Earth and Environmental Sciences


English (United States)


As climate change intensifies and the world begins to feel its impacts, scientists are looking to past climatically similar periods to understand how our planet will respond. During the Pliocene Epoch (5.33-2.58 millions of years ago), the West Antarctic Ice Sheet (WAIS) nearly de-glaciated under peak CO2 concentrations of ~400 ppm (Fedorov et al., 2013) and global average temperatures 2-3°C warmer than pre-industrial values (Yamane et al., 2015).

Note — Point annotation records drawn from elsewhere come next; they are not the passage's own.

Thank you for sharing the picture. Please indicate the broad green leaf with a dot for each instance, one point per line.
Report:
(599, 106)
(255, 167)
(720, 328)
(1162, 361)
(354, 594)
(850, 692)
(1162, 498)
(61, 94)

The sensitivity of the WAIS to CO2 and ocean temperature fluctuations on orbital timescales is well established (DeConto & Pollard, 2003; Naish et al., 2009). A more controversial question is how sensitive the East Antarctic Ice Sheet (EAIS) is to similar forcings. To address this question, we analyze sedimentological changes in Antarctic Weddell Sea ODP Site 697 marine cores deposited 3.8-3.0 Ma for cyclicities in ice sheet dynamics and bottom water fluctuations. Spectral analysis of fine fraction mineral assemblages identifies smectite, illite, chert, chalcedony, SiO2, garnet and feldspar. Continuous detrital smectite deposition points to high Antarctic Bottom Water (AABW) circulation through the Jane Basin 3.8 to 3.0 Ma. Varimax-rotated principal component analysis and wavelet analysis of elemental count ratios suggest Jane Basin sediment deposition transitioned from a dominant eccentricity forcing with obliquity inputs to a dominant precession forcing modulated by eccentricity at ~3.3 Ma. Derived linear sedimentation rates slow from ~6.3 cm/kyr between 3.78 and 3.21 Ma to 4.74 cm/kyr between 3.14 and 3.03 Ma. These findings indicate that EAIS and WAIS behavior as moderated by an eccentricity and obliquity forcing during Pliocene peak warming and a precession forcing during cooler conditions after ~3.3 Ma.